Eu égard à la trajectoire — assez peu rectiligne ! — des Bleus dans cette Coupe du monde, gageons que la question se sera posée au commentateur, dès lors qu'il se pique de beau langage. Courageux dans une discipline où, plus souvent qu'à son tour, on « échappe la balle » et on « tombe des ballons », ce qui n'est pas vraiment indiqué au moment de « jouer les Blacks » ! Raison de plus pour ne pas aggraver son cas en s'emmêlant les pinceaux dans les trois susnommés. Principale bourde à éviter : écrire « cahotique », ce qui serait justiciable d'un carton rouge grammatical. Le cahot n'a, jusqu'à ce jour, enfanté en effet que deux adjectifs dignes de ce nom, lesquels sont soigneusement distingués par Larousse : est cahotant ce qui cahote, cahoteux ce qui fait cahoter. À cette aune-là, qui a du moins le mérite de la clarté, le chemin est cahoteux, la voiture cahotante. Ne croyez pas que l'on soit sorti de l'ornière pour autant. D'abord parce que Robert, qui est à l'œcuménisme ce que Bernard Laporte est à la volubilité, n'hésite pas à nous décrire, lui, des guimbardes cahotantes sur des routes non moins cahotantes ! Comprenne qui pourra. Ensuite et surtout parce qu'au figuré — le cas qui nous retient ici — il n'est pas toujours aisé de distinguer entre « parcours cahotant », (irrégulier en ceci qu'il présente des à-coups), et « parcours chaotique », (confus au point d'évoquer le chaos originel, autrement dit ce profond désordre qui aurait précédé la Création). À la différence de cahoteux, idéal pour qualifier l'état du terrain après le passage du bulldozer Chabal, l'un et l'autre adjectif nous semble à même de caractériser la progression de nos joueurs de rugby, transparents devant l'Argentine, pétillants face à la Namibie, laborieux puis inspirés contre l'Irlande. Pour trancher, il faudra — du moins, nous l'espérons ! — un peu plus que la rencontre franco-géorgienne de cet après-midi.
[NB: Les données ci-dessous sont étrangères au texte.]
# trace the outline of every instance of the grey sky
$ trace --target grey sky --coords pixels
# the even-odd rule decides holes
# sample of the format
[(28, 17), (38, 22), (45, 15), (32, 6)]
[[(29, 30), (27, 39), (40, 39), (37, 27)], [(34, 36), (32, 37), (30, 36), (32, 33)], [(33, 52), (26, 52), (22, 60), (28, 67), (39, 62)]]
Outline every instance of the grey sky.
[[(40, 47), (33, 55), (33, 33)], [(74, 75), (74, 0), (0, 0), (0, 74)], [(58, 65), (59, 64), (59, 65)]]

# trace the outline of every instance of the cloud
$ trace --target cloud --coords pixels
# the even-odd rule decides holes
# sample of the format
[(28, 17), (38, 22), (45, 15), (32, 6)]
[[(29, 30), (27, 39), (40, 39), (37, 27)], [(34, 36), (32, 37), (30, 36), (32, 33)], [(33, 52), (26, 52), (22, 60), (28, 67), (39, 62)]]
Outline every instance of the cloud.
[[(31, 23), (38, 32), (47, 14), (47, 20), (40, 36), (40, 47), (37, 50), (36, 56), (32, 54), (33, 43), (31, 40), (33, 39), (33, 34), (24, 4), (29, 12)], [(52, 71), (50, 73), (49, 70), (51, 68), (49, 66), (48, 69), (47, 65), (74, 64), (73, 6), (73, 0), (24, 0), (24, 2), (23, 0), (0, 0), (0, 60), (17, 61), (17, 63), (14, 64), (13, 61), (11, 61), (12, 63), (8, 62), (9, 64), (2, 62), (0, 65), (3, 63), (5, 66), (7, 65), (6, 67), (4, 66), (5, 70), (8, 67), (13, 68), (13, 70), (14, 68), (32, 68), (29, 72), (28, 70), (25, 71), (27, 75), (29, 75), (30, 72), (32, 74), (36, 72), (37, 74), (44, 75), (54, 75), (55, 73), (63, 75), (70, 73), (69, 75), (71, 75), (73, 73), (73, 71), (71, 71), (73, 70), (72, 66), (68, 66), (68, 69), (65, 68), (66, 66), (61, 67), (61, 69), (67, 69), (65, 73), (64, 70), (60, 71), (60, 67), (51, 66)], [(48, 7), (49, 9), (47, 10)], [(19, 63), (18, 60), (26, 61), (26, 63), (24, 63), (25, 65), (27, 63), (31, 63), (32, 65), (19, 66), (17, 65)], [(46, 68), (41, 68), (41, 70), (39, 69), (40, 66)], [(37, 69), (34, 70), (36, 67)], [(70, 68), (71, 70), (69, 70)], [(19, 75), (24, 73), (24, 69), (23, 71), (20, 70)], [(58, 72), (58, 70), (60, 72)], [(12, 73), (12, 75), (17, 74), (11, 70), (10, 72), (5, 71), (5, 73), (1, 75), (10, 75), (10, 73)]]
Savoir par exemple si, dans le probable quart de finale de Cardiff, la Nouvelle-Zélande représentera un simple cahot supplémentaire sur une route que l'on sera autorisé à poursuivre... ou si elle plongera la France, son futur secrétaire d'État d'entraîneur et TF1 dans un chaos définitif ! Il y a d'ailleurs gros à parier que mauvaises langues, pisse-froid et pessimistes invétérés n'attendront pas le match de samedi prochain pour suggérer une troisième graphie, qui, tout bien pesé, ne serait guère plus engageante pour nos couleurs : K.-O. !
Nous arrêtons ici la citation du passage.